El conflicto de Iglesias y de Montero es que quieren disfrutar del poder pero sin cargar con el peso de las responsabilidades que conlleva. Ser Gobierno sin dejar el activismo populista. Y así asistimos a disparates como que el vicepresidente del Ejecutivo en ejercicio se dirija a las «cloacas del Estado» -que no se sabe entonces a quién obedecen-; amenace a los servicios de inteligencia; les reprenda por no proteger a la ciudadanía; anime a los agricultores a «seguir apretando» o acuse a los medios de comunicación de «lamer las hemorroides del poder», lo cual indicaría que muy pronto se dedicarían a curar las suyas. Están tan felices de gobernar que aún no se han dado cuenta de que gobiernan. Solo así se explica que la ministra de Igualdad, Irene Montero, se dedique a denigrar desde el Ejecutivo a la policía española tachándola de machista, y asegure que «cuando una mujer denuncia una agresión sexual en comisaría se le pregunta si iba vestida con una minifalda».

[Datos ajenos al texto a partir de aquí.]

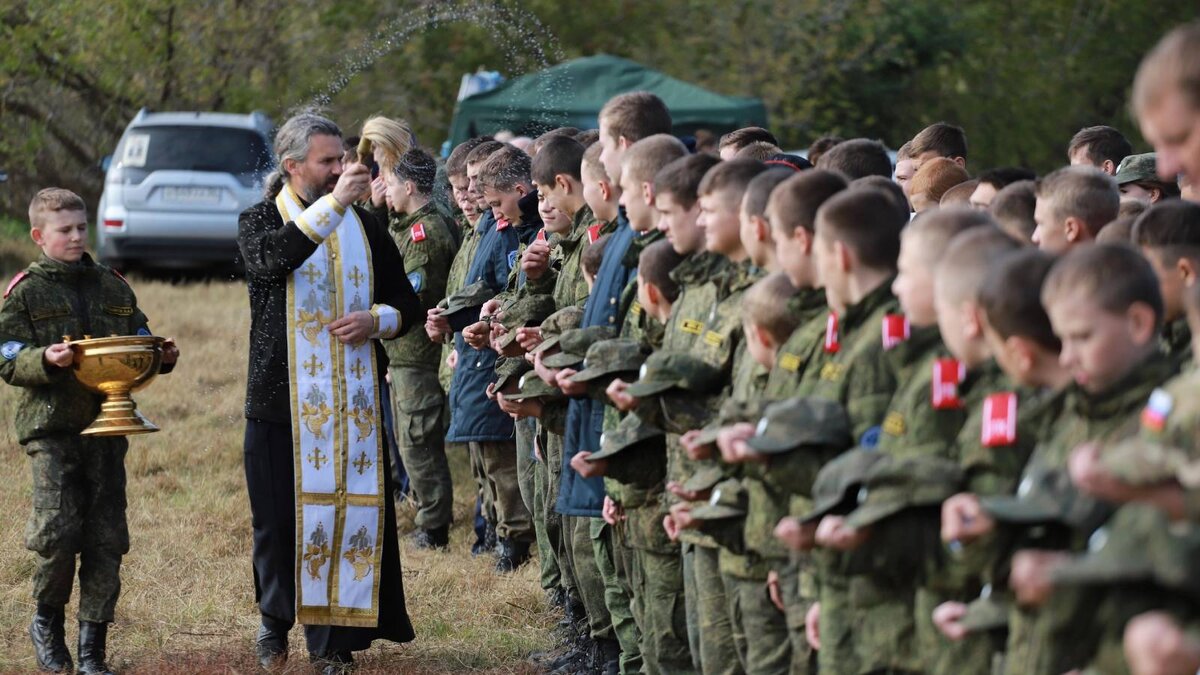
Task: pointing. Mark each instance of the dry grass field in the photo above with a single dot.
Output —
(187, 598)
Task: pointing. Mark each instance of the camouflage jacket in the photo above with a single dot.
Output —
(426, 242)
(46, 304)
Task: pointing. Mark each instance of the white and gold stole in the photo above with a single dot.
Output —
(336, 419)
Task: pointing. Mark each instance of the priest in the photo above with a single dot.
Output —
(327, 284)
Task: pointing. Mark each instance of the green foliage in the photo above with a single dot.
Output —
(1021, 77)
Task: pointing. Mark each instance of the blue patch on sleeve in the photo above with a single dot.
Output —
(870, 438)
(9, 350)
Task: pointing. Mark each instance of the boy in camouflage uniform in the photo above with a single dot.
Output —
(78, 481)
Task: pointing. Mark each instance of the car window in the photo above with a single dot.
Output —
(148, 149)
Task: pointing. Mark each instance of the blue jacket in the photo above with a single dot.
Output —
(585, 417)
(473, 416)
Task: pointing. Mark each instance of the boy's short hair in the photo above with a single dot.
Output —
(766, 306)
(865, 221)
(593, 165)
(561, 155)
(1171, 228)
(887, 185)
(52, 199)
(1003, 177)
(759, 191)
(456, 163)
(732, 175)
(505, 168)
(1110, 275)
(939, 227)
(587, 137)
(682, 178)
(745, 136)
(797, 199)
(418, 166)
(967, 256)
(636, 115)
(943, 138)
(858, 157)
(1013, 209)
(593, 255)
(822, 145)
(935, 177)
(655, 264)
(643, 159)
(1011, 297)
(959, 195)
(1101, 143)
(1081, 191)
(1174, 64)
(480, 153)
(759, 150)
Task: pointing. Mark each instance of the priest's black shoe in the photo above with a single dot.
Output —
(435, 538)
(93, 647)
(49, 640)
(513, 555)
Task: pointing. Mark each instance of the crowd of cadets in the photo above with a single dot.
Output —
(757, 414)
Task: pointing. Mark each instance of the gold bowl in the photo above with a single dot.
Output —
(117, 366)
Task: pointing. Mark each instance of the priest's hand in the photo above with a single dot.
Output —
(353, 185)
(353, 328)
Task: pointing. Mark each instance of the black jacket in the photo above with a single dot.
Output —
(271, 251)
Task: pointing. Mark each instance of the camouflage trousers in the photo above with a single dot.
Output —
(760, 629)
(513, 519)
(586, 571)
(78, 511)
(612, 561)
(418, 402)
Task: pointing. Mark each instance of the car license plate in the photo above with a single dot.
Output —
(192, 195)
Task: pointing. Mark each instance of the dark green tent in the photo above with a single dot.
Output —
(573, 93)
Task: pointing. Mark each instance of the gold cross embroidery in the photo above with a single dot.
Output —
(316, 458)
(363, 463)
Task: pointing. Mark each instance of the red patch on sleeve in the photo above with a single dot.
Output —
(15, 281)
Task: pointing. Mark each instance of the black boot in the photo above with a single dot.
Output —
(435, 538)
(513, 555)
(270, 646)
(93, 638)
(49, 640)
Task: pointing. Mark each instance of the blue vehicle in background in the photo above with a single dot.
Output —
(175, 185)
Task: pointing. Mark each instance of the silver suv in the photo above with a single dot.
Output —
(174, 187)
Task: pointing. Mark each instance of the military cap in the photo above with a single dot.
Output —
(610, 357)
(1135, 168)
(1043, 496)
(471, 296)
(527, 310)
(838, 482)
(895, 484)
(532, 387)
(510, 369)
(629, 432)
(729, 500)
(807, 420)
(556, 324)
(574, 345)
(669, 370)
(1138, 544)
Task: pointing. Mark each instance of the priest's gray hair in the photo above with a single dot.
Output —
(292, 143)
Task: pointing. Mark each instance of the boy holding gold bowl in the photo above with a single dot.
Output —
(78, 481)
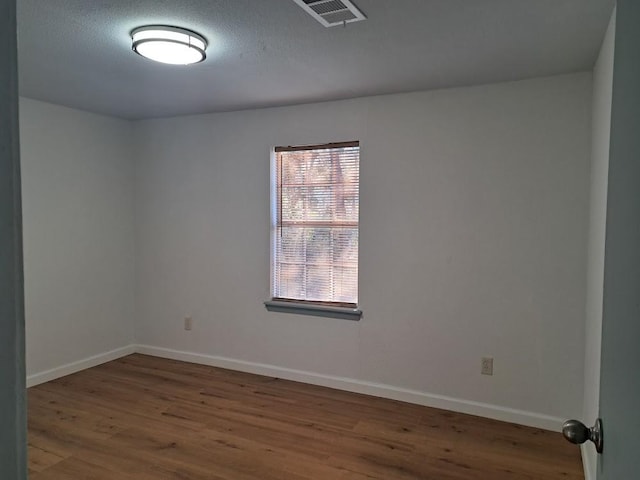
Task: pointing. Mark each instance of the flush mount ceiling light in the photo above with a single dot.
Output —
(172, 45)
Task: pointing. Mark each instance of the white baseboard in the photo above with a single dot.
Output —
(79, 365)
(589, 461)
(495, 412)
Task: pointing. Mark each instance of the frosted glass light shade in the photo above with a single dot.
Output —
(172, 45)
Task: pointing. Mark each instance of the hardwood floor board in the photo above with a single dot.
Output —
(148, 418)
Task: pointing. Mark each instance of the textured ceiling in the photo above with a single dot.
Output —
(270, 52)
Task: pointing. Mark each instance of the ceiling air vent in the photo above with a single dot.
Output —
(332, 12)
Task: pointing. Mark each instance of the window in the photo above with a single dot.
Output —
(315, 225)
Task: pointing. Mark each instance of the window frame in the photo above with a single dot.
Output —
(349, 311)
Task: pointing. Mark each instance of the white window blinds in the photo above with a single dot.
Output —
(316, 228)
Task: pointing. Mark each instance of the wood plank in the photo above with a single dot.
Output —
(148, 418)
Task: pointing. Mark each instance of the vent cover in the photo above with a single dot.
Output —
(332, 12)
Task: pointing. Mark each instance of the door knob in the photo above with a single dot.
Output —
(576, 432)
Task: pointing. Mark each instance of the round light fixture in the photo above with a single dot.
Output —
(172, 45)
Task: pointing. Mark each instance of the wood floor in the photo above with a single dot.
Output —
(147, 418)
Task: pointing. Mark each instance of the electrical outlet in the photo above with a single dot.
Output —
(487, 366)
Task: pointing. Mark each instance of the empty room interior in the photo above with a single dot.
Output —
(334, 240)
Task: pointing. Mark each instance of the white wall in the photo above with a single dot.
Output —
(77, 179)
(601, 130)
(473, 240)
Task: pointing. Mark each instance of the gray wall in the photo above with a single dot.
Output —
(12, 393)
(77, 185)
(600, 136)
(473, 242)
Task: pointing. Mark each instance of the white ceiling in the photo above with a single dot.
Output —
(270, 52)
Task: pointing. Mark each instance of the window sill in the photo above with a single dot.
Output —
(315, 310)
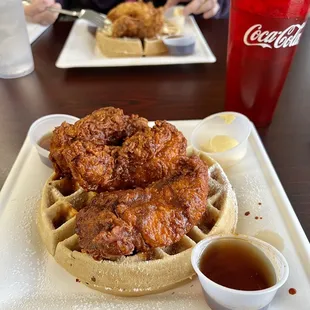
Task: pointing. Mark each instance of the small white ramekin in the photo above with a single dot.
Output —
(222, 298)
(43, 126)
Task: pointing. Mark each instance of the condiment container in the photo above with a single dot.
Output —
(230, 124)
(175, 16)
(44, 126)
(220, 297)
(180, 45)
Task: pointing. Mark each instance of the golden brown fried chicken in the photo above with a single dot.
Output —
(143, 158)
(136, 19)
(108, 150)
(123, 222)
(106, 126)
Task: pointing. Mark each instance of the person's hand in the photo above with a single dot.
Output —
(36, 12)
(208, 8)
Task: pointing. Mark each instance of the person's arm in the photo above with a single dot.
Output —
(224, 9)
(36, 12)
(208, 8)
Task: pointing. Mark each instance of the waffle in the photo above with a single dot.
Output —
(139, 274)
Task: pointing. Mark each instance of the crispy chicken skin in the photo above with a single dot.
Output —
(136, 19)
(100, 158)
(106, 126)
(124, 222)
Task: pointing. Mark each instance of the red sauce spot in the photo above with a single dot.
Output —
(292, 291)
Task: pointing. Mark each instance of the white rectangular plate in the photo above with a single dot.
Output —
(31, 279)
(79, 51)
(34, 31)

El problema es que una vez que en un Gobierno se toleran semejantes esperpentos, todo está ya permitido. Y así es posible también, por ejemplo, que Joaquim Torra sea recibido en la Moncloa con honores de jefe de Estado y se siente a la mesa a negociar con Pedro Sánchez, para presentarse inmediatamente después en Perpiñán a rendir pleitesía a dos prófugos como Carles Puigdemont y Clara Ponsatí, que tachan de «engañifa» esa mesa, agradecen a los CDR que ganaran «la batalla de Urquinaona», en referencia a la violencia desatada en Barcelona que dejó gravemente heridos a varios policías, y hasta acusan al rey de haber ordenado un «golpe de Estado».

El poder es adictivo. Pero ejercerlo es algo más que hacer todo lo que sea necesario para conservarlo, salir en las fotos o disfrutar del Falcon. Gobernar exige defender la dignidad del Estado al que se representa y no atacarlo, ni pactar con quienes tienen su destrucción como único objetivo.